アンカは、ザナックの意思決定の核心に直接アクセスすることで、通常なら会社側が保持するはずの出版権を自らの手に確定させた。すなわち、官僚的な制作体制を横断し、トップと直結することで、生涯にわたり収益を生む資産を獲得したのである。

 ザナックの側から見れば、当時のフォックス社は『クレオパトラ』の予算超過によって財務的に深刻な危機に陥っていた。『史上最大の作戦』は絶対に外すことのできない背水の陣であり、制作費の追加負担は極力避けたい状況であった。そのタイミングで、「今は現金を要求しない。映画がヒットした後の成功報酬(印税)で構わない」と申し出る若者が現れたのである。

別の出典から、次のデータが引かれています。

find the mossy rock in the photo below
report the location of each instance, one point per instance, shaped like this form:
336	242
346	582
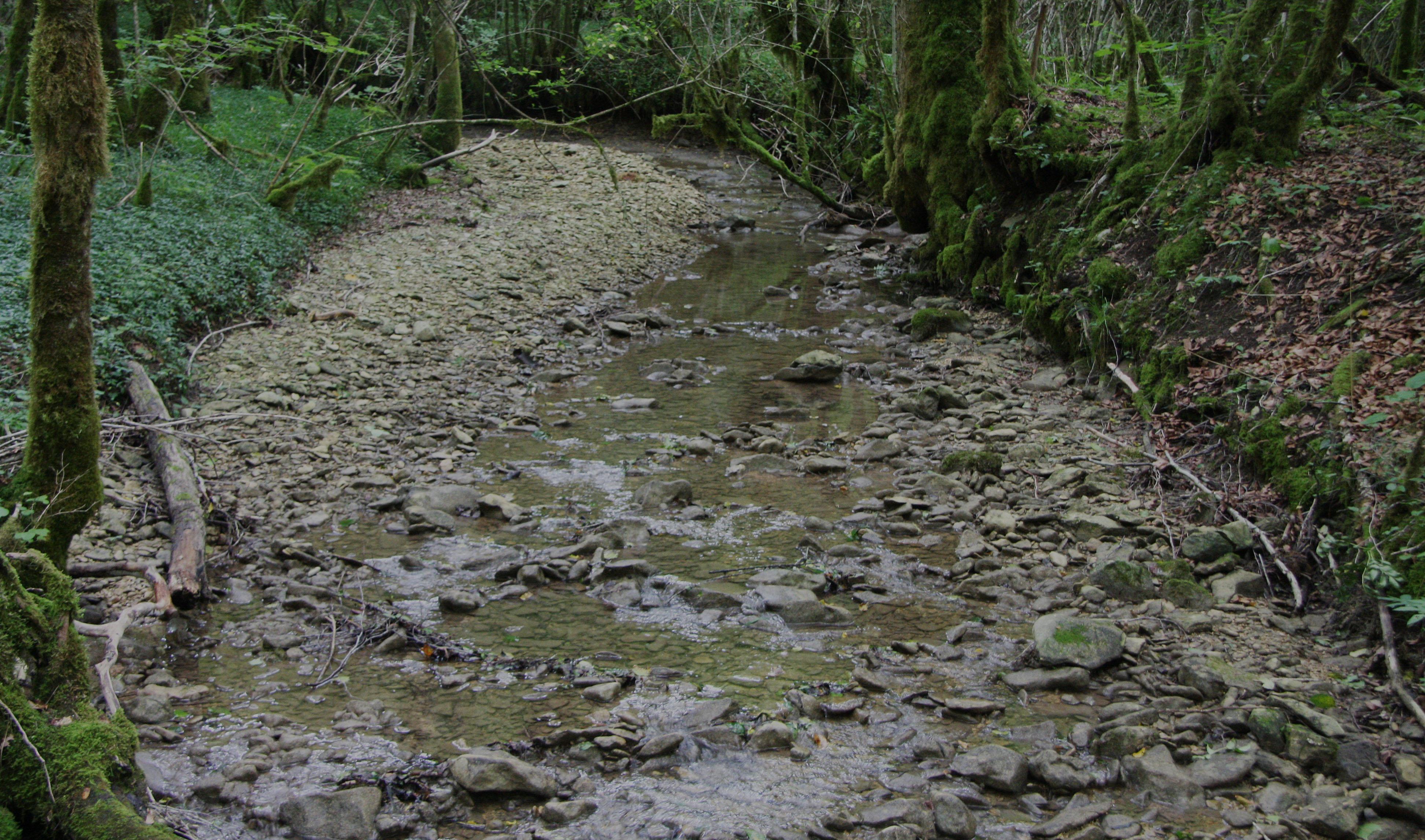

ザナックにとってもアンカの提案は、初期投資を抑えつつ、リスクを将来に分散できる極めて合理的な取引であった。アンカのデモの完成度だけでなく、この「ザナック側の経済的メリット」もまた、意思決定を後押しした要因であったと考えるべきである。

 

このように、ザナックがアンカの提案を受け入れた理由は、デモが優れていたからだけではない。むしろ、

  • 撮影現場での丁寧な対話
  • ナックの価値観の的確な把握
  • ニューヨークでの圧倒的なアウトプット
  • 電報という当時最速のメディアを使った交渉術
  • ザナックとの“直通ライン”の確保

といった複数の要素が重層的に作用した結果である。

  アンカは、ザナックの心を動かすために必要な条件を、偶然と必然の両面から手繰り寄せ、最終的にこの成果を勝ち取ったのである。これが次のステージへの大きな一歩であったことは疑いない。

2つの会社の設立と映画『史上最大の作戦』への関与は、同時期に進行した出来事であり、ポール・アンカの事業経営における重要な転換点となったことは疑いない。これらの動きは、彼が音楽ビジネスの新たなリーダーとして台頭したことを象徴するものである。